Борис Парамонов: Жан Жене – мощный писатель. ''Богоматерь цветов'' – великая книга. Жене похож сразу на Селина и Пруста. Его стиль завораживает и – признак всякой великой литературы – выводит за пределы тематики, поднимается над грубым, грязным, подчас невыносимым содержанием изображаемого. ''Богоматерь цветов'' на видимом, содержательном, фабульном уровне – книга из быта гомосексуальных проституток, но читатель (если он по-настоящему ценит и понимает литературу) забывает об этих реалиях где-то странице к тридцатой. Книга, описывающая такой экзотический, фантастический быт, очень скоро выводит за рамки какого-либо быта, уводит за пределы реальности вообще. Она приобретает символический характер, смысл и измерение. Такое можно наблюдать в пьесах Ибсена: на сцене – ординарный быт скандинавских провинциальных буржуа, но в перипетиях этого быта открываются метафизические высоты. Скажем, в пьесе ''Росмерсхолм'' речь на поверхности идет о том, как девица втерлась в дом пастора и сжила со света его жену, чтоб занять ее место, – а в действительности рассказывается история Христа и Магдалины. То же самое у Достоевского: персонажи и обстоятельства нарочито заземлены, вполне, подчас гротескно ''реалистичны'', а в глубине Бог с дьяволом борется. Я настаиваю: Жана Жене можно и нужно брать вне его скандальной тематики, он поднимается над ней и поднимает читателя.
Но в любом разговоре о Жене не обойти как бы главного: его гомосексуализма. И вот тут обнаруживается его радикальное новаторство. Писателей-гомосексуалистов сколько угодно было и до него. Но гомосексуализм не был у них непосредственно трактуемой темой. Возьмем хотя бы Тенесси Уильямса. В его пьесах непременный персонаж – слабая, безвольная женщина, становящаяся игрушкой в руках других: Бланш Дюбуа из ''Трамвая Желания'' хотя бы, но и в других, во всех пьесах Уильямса есть такой персонаж. И мы догадываемся, что это – маска автора. Тогда Стенли Ковальский из того же ''Трамвая'' оказывается демонизированным образом мужчины в сознании гомосексуалиста. Обо всем это можно догадаться, но нигде ничего не говорится прямо – и в этом искусство автора. Гомосексуализм дан не как тема, а как метафора. То же самое можно сказать о Трумене Капоте, да и о многих других. В век психоанализа трудно не различить лица за маской. Человек, читавший Фрейда, легко поймет, к примеру, что лермонтовский Печорин – гомосексуалист, как и его автор.
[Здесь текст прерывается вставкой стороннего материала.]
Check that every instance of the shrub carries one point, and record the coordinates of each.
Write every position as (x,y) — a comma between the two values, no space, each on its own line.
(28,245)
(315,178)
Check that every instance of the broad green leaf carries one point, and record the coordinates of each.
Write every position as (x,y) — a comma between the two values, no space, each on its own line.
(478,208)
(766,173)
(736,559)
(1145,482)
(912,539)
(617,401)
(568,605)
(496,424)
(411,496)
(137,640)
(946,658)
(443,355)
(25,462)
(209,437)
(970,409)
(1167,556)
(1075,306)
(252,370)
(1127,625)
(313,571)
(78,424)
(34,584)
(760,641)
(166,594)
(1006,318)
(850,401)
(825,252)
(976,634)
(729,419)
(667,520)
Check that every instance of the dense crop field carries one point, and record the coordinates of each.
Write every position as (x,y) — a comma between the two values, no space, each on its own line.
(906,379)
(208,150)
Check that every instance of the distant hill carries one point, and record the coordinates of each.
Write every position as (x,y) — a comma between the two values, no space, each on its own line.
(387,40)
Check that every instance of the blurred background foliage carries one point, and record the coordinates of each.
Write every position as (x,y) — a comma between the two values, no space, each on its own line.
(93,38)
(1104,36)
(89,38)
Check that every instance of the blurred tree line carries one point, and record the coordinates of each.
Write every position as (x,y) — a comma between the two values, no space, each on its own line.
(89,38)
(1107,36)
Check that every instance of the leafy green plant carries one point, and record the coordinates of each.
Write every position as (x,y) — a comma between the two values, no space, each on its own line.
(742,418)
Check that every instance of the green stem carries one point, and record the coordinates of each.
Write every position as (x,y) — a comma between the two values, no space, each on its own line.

Повторяю: искусство до сих пор – до Жене – в том состояло, чтобы эту тему подать замаскированной в системе художественных метафор.
Недавно я читал одну американскую статью, где был придуман термин ''гоминтерн'': автор статьи писал об авторах-гомосексуалистах сороковых-пятидесятых годов и сожалел о том, что они не могли в то время сказаться прямо. Помню, я посмеялся над той статьей: а зачем в искусстве говорить прямо? Оно сплошное иносказание, метафора, искусству противопоказано прямоговорение. Гомосексуалист, говорящий без маскировки о своих проблемах, создаст документ, а не художественный текст. И вот, прочитав ''Богоматерь цветов'', я увидел, что возможен и такой вариант, когда прямоговорение не мешает эстетическому эффекту. Но эта тематическая открытость у Жене тоже своего рода уловка. Он ведь не о гомосексуализме говорит и не о быте и нравах гомосексуальных проституток – а об условиях человеческого существования, о судьбе человека в мире. Его персонажи – обобщенные лики человечества. Это что-то вроде библейской Книги Иова. У него, в его искусстве происходит не метафорическая маскировка материала, а религиозное его углубление. Способность к такому – свойство великих писателей. Жан Жене – великий писатель.
Он не поднимает, а трансформирует тему гомосексуализма. Сам гомосексуализм становится некоей маской, если угодно метафорой. Вспомним, что герои ''Богоматери цветов'' не просто гомосексуалисты, а преступники: воры, предатели, даже убийцы. Сам Нотр Дам де Флёр – убийца, почему и назван роман его именем, хотя это персонаж скорее эпизодический. Жене показывает, что гомосексуализм – это не просто вариант сексуальной практики и не юридическая, скажем, проблема, а нечто большее. Прекращение легального преследования гомосексуализма – условие необходимое, но не достаточное для понимания этой проблемы. Это проблема не юридическая, даже не культурная, а метафизическая. Жене именно так ее ставит. У него гомосексуализм – это вызов, бросаемый человеку Богом, на что человек отвечает бунтом. Тут и начинается у него тяжба человека с Богом – тема Достоевского, подхваченная Жаном Жене с не меньшей остротой.